There’s nothing more important to county officials than Gaia, at least that’s how it might appear to an alien landing in a Johnson County Board of Commissioners meeting.
High praises to Gaia, the personification of Earth in Greek mythology. It is narrowly more important than raising awareness of congental diaphragmatic hernias, victims’ rights and the oft-overlooked effort of paper-pushing bureaucrats.
I’m only being mildly sarcastic.
County commissioners pay homage to a variety of causes and issues each year. At the start of most meetings, commissioners welcome people to the podium to recognize specific causes as Chairman Ed Eilert offers a proclamation.
So far, in 2014, Eilert has made about 35 proclamations, recognizing such things as National Nutrition Month, World TB Day, Law Day, Congental Diaphragmatic Hernia Awareness Day, National County Government Month, Earth Day, Military Appreciation Month, Severe Weather Awareness Week, Sunshine Week, Professional Social Work Month, Fair Housing Month, Administrative Professionals Week, and National Public Safety Telecommunications Week among many, many others.
By year’s end, commissioners, and weirdos like me who occasionally attend their meetings, will have spent hours and hours of county time listening and preparing such presentations. Mostly, it’s a giant waste of time.
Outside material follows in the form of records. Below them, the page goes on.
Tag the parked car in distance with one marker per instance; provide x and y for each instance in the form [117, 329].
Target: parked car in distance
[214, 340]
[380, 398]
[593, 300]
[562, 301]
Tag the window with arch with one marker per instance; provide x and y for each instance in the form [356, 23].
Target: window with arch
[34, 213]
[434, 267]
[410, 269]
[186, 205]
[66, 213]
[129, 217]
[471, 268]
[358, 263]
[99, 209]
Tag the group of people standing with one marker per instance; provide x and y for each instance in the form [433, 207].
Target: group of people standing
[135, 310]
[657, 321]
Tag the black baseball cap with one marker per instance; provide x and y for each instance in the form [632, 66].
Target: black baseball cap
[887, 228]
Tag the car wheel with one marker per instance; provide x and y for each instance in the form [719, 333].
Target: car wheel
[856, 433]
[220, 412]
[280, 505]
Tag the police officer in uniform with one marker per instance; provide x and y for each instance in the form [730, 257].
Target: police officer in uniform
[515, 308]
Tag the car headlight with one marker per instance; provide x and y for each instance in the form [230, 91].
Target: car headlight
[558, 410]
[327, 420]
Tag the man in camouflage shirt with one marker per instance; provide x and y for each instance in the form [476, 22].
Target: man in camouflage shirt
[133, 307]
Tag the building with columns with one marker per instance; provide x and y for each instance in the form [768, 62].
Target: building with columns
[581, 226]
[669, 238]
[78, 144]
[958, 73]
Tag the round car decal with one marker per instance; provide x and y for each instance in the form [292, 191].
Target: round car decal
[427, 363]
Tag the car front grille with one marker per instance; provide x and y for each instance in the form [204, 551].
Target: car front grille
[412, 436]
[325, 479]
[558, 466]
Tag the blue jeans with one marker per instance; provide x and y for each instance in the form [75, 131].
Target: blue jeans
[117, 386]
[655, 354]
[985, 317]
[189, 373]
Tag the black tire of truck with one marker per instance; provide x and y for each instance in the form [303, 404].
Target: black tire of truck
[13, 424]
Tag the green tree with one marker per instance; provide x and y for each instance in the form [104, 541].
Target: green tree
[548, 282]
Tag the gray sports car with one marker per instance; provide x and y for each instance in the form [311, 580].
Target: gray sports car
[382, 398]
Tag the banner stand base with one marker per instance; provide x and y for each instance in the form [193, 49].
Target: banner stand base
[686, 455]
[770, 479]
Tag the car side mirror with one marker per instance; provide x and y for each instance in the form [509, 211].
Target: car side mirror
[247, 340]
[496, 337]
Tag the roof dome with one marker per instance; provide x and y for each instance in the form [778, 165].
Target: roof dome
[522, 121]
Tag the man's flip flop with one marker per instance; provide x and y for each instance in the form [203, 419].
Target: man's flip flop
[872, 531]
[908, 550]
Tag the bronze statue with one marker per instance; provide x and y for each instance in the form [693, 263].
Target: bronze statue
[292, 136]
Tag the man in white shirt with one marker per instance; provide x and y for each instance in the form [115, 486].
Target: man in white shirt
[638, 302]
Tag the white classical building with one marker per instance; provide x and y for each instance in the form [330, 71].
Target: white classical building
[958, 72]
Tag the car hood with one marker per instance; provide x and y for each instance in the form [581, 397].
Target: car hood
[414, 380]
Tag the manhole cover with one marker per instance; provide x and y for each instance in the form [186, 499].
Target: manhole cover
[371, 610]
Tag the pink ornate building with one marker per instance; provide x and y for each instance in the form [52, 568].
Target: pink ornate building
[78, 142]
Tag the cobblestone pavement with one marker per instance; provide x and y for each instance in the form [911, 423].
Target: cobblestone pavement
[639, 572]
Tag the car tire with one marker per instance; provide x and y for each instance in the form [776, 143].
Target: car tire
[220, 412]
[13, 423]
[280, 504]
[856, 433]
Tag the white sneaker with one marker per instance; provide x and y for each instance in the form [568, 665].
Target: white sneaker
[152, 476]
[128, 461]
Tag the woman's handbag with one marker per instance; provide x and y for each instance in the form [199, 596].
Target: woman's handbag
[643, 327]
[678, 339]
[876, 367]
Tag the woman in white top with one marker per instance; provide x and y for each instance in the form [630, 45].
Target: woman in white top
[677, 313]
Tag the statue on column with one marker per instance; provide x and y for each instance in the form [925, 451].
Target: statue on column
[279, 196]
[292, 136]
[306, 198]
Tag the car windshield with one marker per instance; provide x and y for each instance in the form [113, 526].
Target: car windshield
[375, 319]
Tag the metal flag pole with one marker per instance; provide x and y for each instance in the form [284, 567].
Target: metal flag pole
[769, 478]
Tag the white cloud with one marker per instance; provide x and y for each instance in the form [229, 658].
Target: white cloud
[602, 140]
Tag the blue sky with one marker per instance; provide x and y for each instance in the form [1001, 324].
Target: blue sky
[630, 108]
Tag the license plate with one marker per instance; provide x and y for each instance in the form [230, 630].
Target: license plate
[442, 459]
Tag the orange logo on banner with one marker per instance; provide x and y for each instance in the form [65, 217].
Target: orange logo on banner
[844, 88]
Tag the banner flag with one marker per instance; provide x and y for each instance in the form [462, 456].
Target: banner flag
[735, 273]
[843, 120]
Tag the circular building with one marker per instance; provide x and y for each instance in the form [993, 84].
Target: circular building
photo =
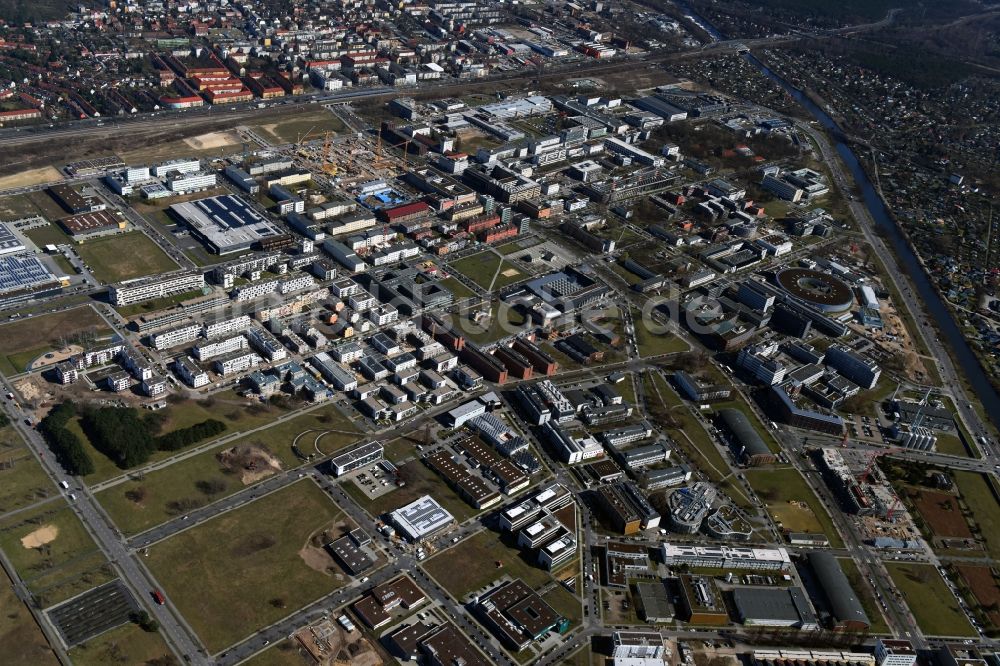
[823, 291]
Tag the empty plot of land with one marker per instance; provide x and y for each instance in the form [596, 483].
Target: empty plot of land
[933, 605]
[482, 267]
[93, 613]
[304, 126]
[791, 503]
[478, 561]
[942, 513]
[128, 644]
[124, 256]
[985, 590]
[245, 569]
[30, 177]
[27, 339]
The time commissioners waste on such things is time they don’t have to draft regulations and rules, so I don’t really fault the time vacuum. If we’re going to recognize every single thing, every staff member and even Gaia, we should recognize the Creator of all of those things.
May 1 was the National Day of Prayer and a regularly scheduled Johnson County Board of Commissioners meeting.
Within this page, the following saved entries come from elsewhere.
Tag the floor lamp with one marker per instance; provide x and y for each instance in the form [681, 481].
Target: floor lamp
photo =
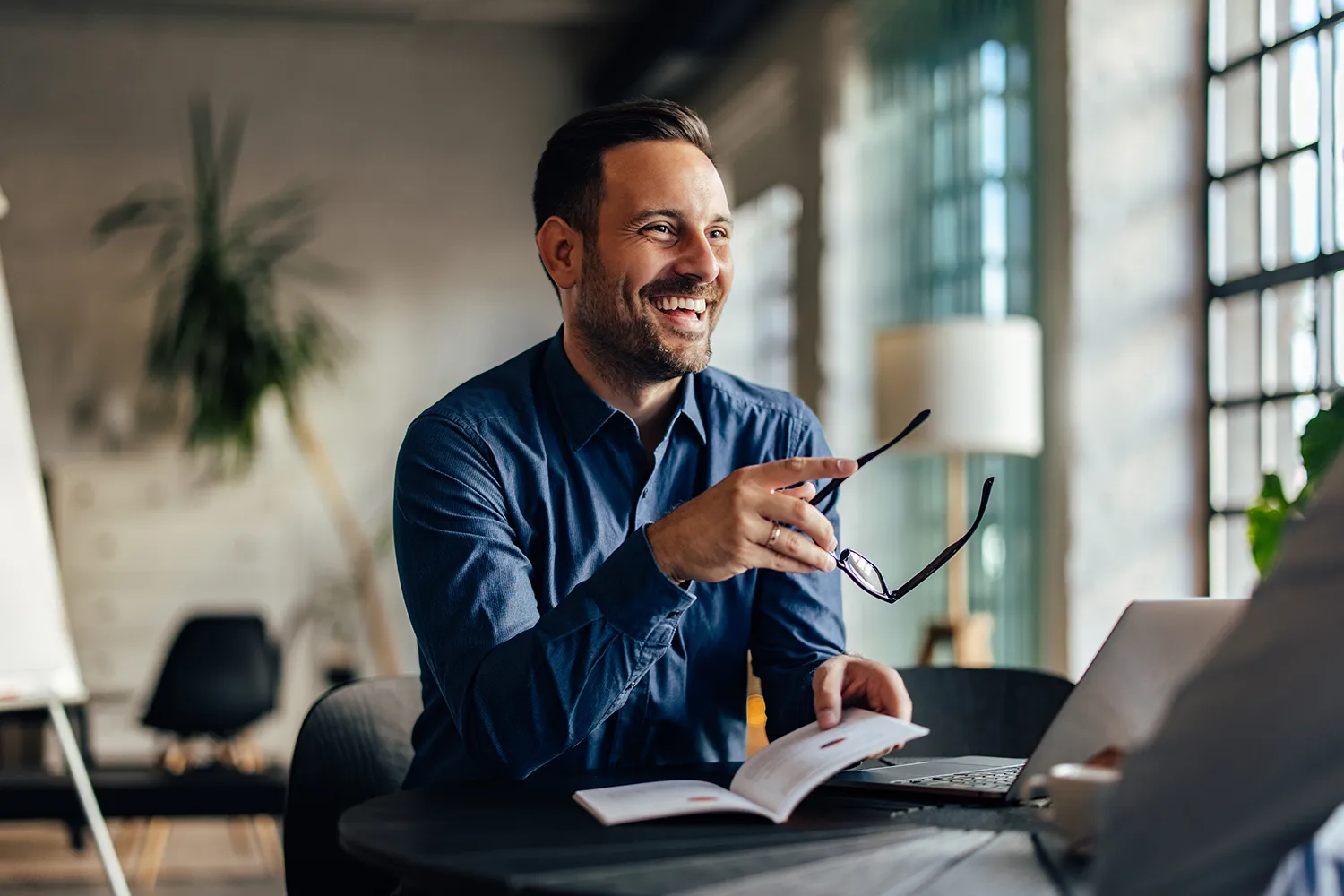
[981, 381]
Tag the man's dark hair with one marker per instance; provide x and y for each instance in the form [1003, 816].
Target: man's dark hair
[569, 177]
Commissioners spent close to an hour giving awards to green businesses and issuing proclamations. Eilert recognized Older Americans Month, Municipal Clerks Week, National Correctional Employees Week, National Nurses Week and Law Day.
As part of the festivities, a representative from each special interest group accepted the proclamation, posed for a photo and gave a brief speech.
On the federally proclaimed National Day of Prayer, county government had time to recognize lawyers and municipal clerks and give a handy salute to Gaia in the form of green awards but couldn’t spare a moment to recognize the Creator.
I’m certain some county bureaucrat decided that recognizing God would be far too controversial in a public setting, but quite frankly, I’m sick of the public celebrations of everything but. It’s time people of faith are outraged that the things that sustain us are no longer fit for the public square.
There’s a subtle tyranny of the minority in the suggestion that there is not room for God in the public square. Most Americans profess a belief in God, according to a November 2013 Harris poll.
The survey suggests that nearly three-quarters of Americans believe in God, 65 percent of those are Christians. By contrast, only 47 percent believe Darwin’s theory of evolution.
The National Day of Prayer is annually observed on the first Thursday of May. It was created by the U.S. Congress in 1952 and invites people of all faiths to pray for our country and by extension, its leaders.
The day was created with the Judeo-Christian God in mind, however, I’d be happy with our elected officials recognizing that there is a being greater than themselves.
If ever there were a place that could use a higher power, it’s in the chambers of people who would rule us. A little humility would go a long way for most of our elected officials.
Our lawmakers and county commissioners and regulators may have great powers here on earth, but their powers are limited and ultimately finite. I’m not even asking for an actual prayer, though I wouldn’t oppose that.
County Commissioner Jason Osterhaus made passing mention of the day in the final moments of the May 1 meeting. “I hope you’ll take a moment for prayer, or meditation, however you’re called,” he said.
It was a start, but not enough.
Like other organizations, bureaucrats and special interests, faith leaders should have the same opportunity to stand at the county podium and accept an Eilert proclamation recognizing the National Day of Prayer.
The county commission is celebrating and recognizing all of God’s things, but not the Creator Himself. Perhaps they’re doing it wrong.